Indonesia is an important global player regarding commodities as the country is blessed by an abundance of commodities (for instance coal, crude palm oil, geothermal energy, and gas), particularly on the islands of Kalimantan, Sumatra and Sulawesi. Being a major (mainly raw) commodity exporter, Indonesia benefited tremendously from the commodities boom in the 2000s. However, these lucrative foreign exchange earnings ceased when commodity prices started to decline in the late 2000s, and particularly after 2011. Moreover, Ichsan is pessimistic that the world will see a rebound of commodity prices in the foreseeable future. Whereas many analysts expect to see such a rebound, Ichsan believes that commodity prices will have a hard time growing due to the emergence of the US shale gas revolution (giving rise to a significant rise of production of oil and natural gas in the USA). As global oil prices are closely related to prices of other commodities, Indonesia is expected to miss out on higher foreign exchange earnings from the export of crude palm oil, coal and gas. Indonesia’s dependence on commodity exports was once fruitful (in the 2000s) but has now jeopardized the country’s economic stability. This is the reason why the government has been pushing for more domestic smelting facilities and is also why it hopes to develop a manufacturing industry.

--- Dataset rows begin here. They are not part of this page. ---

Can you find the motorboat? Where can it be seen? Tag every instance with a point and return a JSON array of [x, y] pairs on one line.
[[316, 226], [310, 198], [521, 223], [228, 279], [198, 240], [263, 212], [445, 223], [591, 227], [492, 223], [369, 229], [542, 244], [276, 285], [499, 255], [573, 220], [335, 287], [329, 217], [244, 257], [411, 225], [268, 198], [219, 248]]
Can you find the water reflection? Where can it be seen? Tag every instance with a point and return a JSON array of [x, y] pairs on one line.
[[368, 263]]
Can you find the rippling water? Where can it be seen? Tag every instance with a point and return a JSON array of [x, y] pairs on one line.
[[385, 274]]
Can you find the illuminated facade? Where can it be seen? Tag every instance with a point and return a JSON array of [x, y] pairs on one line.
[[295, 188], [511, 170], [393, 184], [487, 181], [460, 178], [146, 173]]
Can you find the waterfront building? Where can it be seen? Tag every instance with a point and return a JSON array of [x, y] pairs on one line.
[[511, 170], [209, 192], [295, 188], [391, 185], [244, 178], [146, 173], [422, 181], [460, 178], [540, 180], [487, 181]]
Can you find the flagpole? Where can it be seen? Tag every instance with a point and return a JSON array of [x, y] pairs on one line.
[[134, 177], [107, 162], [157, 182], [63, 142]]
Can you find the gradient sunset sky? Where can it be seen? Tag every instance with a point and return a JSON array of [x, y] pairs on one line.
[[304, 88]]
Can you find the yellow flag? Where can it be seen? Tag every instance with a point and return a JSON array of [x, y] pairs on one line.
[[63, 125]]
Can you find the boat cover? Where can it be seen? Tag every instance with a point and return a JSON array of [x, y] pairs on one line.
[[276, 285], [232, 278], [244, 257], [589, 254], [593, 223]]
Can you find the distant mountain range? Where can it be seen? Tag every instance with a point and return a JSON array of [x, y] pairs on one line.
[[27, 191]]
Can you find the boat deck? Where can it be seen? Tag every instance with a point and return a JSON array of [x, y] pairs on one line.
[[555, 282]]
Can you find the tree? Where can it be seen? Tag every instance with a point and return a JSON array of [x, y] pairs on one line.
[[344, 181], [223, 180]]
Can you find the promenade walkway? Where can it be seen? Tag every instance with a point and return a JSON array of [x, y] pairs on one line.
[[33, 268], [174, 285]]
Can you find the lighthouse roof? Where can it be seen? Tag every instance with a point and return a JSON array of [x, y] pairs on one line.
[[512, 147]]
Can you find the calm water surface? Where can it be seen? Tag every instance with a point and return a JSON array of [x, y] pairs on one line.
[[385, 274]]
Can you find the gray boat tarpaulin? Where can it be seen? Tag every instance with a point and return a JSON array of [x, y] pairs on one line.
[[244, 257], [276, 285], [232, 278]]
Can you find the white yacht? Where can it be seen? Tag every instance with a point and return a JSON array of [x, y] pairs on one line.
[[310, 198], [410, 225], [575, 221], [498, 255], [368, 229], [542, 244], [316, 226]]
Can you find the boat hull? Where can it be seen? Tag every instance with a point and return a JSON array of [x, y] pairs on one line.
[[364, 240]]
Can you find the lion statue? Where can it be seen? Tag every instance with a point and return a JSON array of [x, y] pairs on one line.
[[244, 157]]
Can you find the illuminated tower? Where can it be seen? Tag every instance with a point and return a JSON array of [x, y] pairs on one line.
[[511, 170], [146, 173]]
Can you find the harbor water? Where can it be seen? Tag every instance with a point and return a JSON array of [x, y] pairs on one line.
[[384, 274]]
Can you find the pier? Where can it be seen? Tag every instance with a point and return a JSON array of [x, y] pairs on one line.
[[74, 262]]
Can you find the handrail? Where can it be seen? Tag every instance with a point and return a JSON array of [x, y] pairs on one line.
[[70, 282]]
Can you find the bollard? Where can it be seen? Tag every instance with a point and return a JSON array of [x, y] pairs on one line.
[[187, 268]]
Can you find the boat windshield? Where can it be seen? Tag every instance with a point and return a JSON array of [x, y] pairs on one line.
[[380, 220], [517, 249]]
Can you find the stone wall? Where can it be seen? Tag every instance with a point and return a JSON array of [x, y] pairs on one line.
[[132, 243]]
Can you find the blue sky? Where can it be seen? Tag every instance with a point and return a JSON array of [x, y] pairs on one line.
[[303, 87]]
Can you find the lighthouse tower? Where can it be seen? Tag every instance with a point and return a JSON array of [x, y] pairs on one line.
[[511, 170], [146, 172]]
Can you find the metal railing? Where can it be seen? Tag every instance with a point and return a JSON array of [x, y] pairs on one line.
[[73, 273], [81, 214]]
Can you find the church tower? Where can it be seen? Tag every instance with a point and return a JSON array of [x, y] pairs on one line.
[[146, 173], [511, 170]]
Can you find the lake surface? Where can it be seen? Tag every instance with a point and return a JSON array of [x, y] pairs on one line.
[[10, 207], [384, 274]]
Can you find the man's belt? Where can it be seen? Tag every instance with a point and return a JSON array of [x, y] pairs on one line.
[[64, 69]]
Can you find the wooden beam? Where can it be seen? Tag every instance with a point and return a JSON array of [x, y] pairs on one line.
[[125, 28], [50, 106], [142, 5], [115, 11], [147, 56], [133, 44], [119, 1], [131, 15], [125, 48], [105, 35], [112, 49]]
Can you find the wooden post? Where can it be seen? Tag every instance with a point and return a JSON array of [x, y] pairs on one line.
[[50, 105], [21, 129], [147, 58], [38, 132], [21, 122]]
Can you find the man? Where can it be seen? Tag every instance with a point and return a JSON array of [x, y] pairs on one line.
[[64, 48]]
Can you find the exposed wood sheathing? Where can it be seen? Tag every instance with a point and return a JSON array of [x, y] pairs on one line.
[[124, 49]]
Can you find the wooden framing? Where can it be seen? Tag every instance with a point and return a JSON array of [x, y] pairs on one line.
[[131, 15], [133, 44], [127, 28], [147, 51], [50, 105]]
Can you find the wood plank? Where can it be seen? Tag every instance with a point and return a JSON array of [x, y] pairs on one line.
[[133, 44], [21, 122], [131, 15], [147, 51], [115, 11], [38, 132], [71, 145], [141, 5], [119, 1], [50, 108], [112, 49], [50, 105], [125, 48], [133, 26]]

Ichsan added that Indonesia’s commodities’ sector is plagued by corruption: “Whereas the degree of corruption in, for example, the consumer goods and finance sectors is low, natural resources have a high degree of corruption. When it involves extracting mining/mineral products from the ground, matters become politicized and hence corruption looms.”

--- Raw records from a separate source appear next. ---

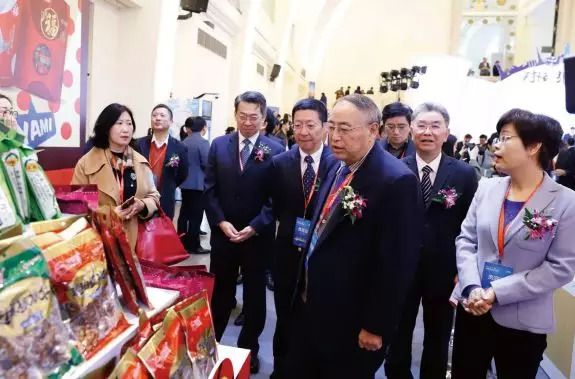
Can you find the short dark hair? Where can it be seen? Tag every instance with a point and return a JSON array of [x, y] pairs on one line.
[[271, 121], [533, 129], [165, 107], [106, 120], [312, 105], [195, 124], [252, 97], [396, 109]]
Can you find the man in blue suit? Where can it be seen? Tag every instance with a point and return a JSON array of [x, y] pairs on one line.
[[297, 175], [193, 188], [447, 188], [240, 216], [168, 157], [362, 254], [396, 118]]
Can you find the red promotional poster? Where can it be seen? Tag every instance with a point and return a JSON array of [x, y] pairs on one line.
[[43, 70]]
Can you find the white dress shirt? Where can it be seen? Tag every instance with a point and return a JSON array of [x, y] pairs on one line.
[[252, 139], [434, 164], [316, 158]]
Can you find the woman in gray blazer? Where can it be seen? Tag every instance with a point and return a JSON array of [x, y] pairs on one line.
[[515, 248]]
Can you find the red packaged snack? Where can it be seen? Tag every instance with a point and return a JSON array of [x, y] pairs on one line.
[[132, 262], [85, 293], [42, 50], [118, 267], [200, 336], [9, 34], [129, 367], [165, 353]]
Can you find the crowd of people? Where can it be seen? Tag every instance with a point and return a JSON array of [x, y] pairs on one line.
[[364, 216]]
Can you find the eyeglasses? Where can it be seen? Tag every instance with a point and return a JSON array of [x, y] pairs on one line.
[[341, 131]]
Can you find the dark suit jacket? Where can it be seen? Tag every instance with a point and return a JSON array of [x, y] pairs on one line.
[[566, 161], [408, 152], [358, 274], [441, 225], [172, 177], [198, 149], [288, 204], [239, 197]]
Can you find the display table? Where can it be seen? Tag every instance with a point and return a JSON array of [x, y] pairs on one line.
[[558, 360], [240, 359], [160, 299]]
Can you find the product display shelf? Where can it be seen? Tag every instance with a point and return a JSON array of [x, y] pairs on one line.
[[160, 299]]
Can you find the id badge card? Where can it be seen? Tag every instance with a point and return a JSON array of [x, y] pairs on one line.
[[494, 271], [301, 232]]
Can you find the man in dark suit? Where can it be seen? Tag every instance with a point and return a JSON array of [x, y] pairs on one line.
[[297, 174], [396, 118], [444, 212], [192, 189], [362, 254], [565, 166], [168, 157], [240, 216]]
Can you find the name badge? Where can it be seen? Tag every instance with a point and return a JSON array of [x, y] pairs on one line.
[[301, 232], [492, 272]]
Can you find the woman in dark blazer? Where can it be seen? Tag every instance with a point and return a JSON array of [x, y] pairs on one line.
[[515, 248]]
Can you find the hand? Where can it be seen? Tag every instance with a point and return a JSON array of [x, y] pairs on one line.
[[245, 234], [228, 229], [136, 207], [369, 341], [560, 172]]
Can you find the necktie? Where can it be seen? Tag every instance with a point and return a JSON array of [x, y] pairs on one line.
[[426, 184], [308, 177], [245, 153]]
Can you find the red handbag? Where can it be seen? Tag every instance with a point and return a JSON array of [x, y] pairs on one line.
[[158, 240]]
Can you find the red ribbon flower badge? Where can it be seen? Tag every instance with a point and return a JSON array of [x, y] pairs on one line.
[[353, 204], [539, 223]]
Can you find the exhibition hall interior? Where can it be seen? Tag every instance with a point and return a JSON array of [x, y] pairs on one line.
[[155, 155]]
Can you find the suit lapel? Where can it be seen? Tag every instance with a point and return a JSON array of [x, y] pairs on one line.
[[540, 200], [234, 150]]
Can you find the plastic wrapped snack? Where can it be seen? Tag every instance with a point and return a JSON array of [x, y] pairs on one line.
[[34, 342], [85, 292], [200, 336], [165, 353]]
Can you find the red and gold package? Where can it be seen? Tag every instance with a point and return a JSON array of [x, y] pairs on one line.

3. Economic & Political Optimism

The last pillar of economic growth involves optimism about the new Joko Widodo-led administration and its power to tap the full potential of the economy. Ichsan stated that “if Indonesia can post solid economic growth (5-6 percent y/y) for about a decade with unconducive infrastructure, think about what economic growth can be like provided that the lack of quality and quantity of infrastructure has been overcome?” President Widodo showed his commitment to implement structural reforms by scrapping fuel subsidies for gasoline. This move saves the government billions of US dollars which can now be reallocated from fuel consumption to structural economic growth. Infrastructural development is high on Widodo’s agenda and therefore about 60 percent of the saved funds will be allocated to infrastructure development. Ichsan said that such infrastructure development leads to employment, a further rising middle class and property inflation.

One reason why investors are content to see that Widodo obtained the presidential seat is that he is a former businessman (furniture business) and thus knows what it takes to create a conducive environment for business (in this respect he is markedly different from Indonesia’s past presidents). Similarly, Indonesia’s Vice President Jusuf Kalla has a long and successful history in business.

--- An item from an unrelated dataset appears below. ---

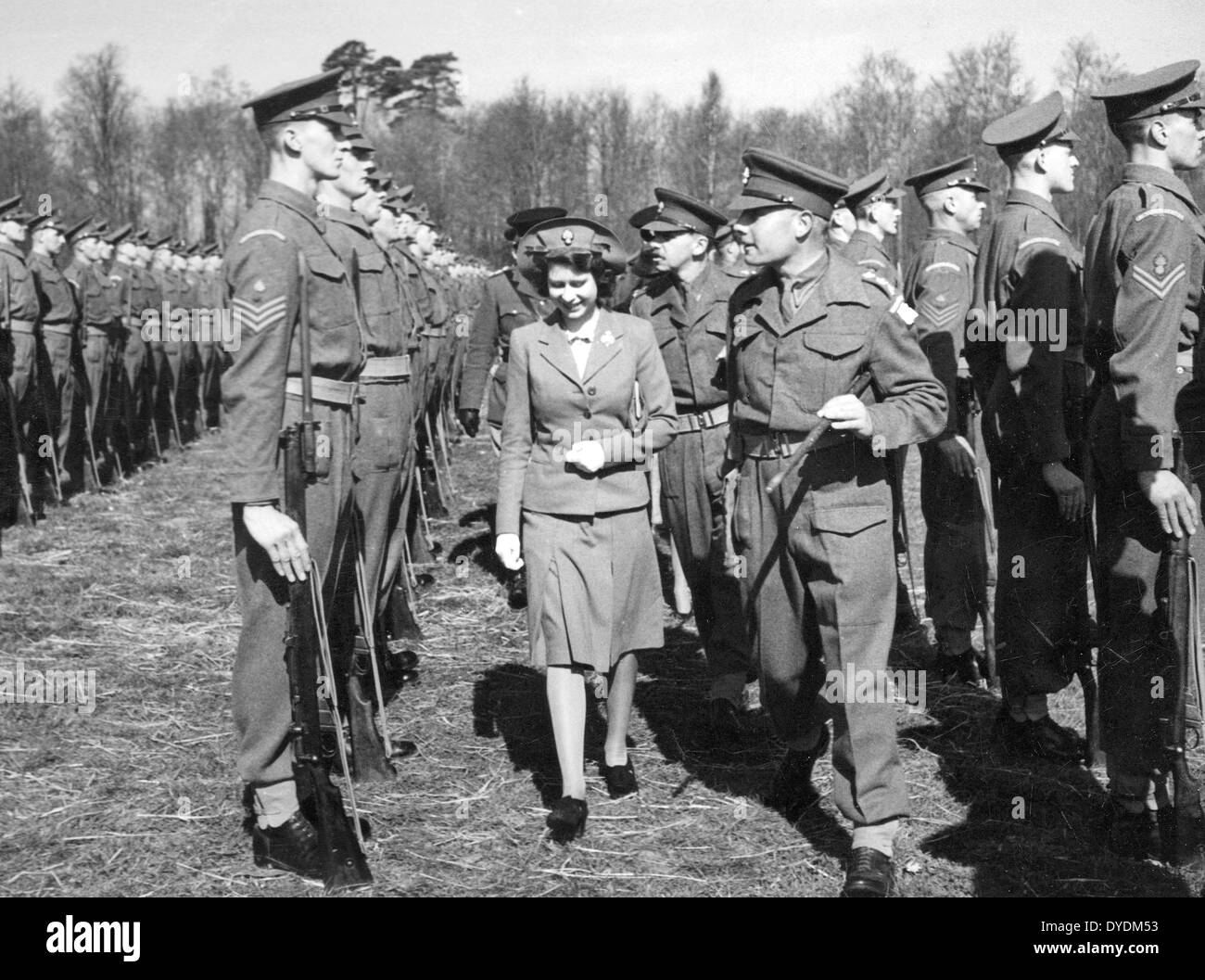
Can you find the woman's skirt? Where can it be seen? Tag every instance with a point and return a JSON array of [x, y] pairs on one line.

According to Ichsan, the current government is stable despite the tight race in the legislative and presidential elections of 2014 which have led to a minority coalition of Widodo in parliament. But as there are no real ideological differences between the two camps in parliament (referring to those political parties that supported Widodo and those that supported Prabowo Subianto during the presidential race), problems can be resolved. Would both camps be divided by ideological differences, for example secular versus Islamic parties, then governance would have become much more complicated.